According to a projected model of the Institute for Health Metrics and Evaluation, which is part of the University of Washington, death toll in Pakistan may reach 28,549 by August 1 if the current trend persisted.

The graph released by the institute has projected the number of casualties at 22,000 by the end of May, 26,000 in June and around 28,000 by the end of July.

On the other hand, public health expert Dr Ziauddin Islam told Dawn that Pakistan was entering a dangerous phase of the pandemic.

“There is a need to work on war footing as we are faced with triple burdens. Our healthcare workers have become fatigued, hospital and gas supplies were depleting and the nation is facing financial issues,” he said.

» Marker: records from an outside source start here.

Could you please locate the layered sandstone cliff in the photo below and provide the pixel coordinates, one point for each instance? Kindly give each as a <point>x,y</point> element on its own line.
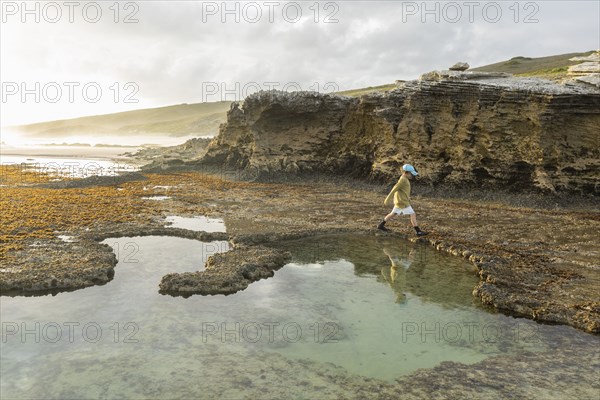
<point>490,130</point>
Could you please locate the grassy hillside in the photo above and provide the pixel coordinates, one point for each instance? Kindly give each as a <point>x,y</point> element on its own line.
<point>179,120</point>
<point>552,67</point>
<point>370,89</point>
<point>202,119</point>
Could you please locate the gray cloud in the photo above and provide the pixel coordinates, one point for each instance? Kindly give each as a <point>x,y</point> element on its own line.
<point>171,52</point>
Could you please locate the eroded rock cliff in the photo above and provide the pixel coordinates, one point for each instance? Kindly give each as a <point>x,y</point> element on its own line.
<point>462,128</point>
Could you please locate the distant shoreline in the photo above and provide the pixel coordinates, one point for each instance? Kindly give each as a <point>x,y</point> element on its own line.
<point>70,151</point>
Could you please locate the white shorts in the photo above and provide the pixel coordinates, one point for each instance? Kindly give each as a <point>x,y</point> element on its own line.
<point>406,211</point>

“We need to know that if any country in the region controls the pandemic, it [country] will start growing rapidly. China’s GDP has started growing at 23pc and if we control Covid-19, Pakistan can beat India,” Dr Islam said.

“We need maximum impact from vaccination to reduce cases, hospitalisation and deaths and also reduce the risk of emergence of more transmissible and deadly variants. A single well-targeted vaccination can save 10 times more lives and prevent 100 times more cases than vaccinating a low-risk person in a low-risk community,” he added.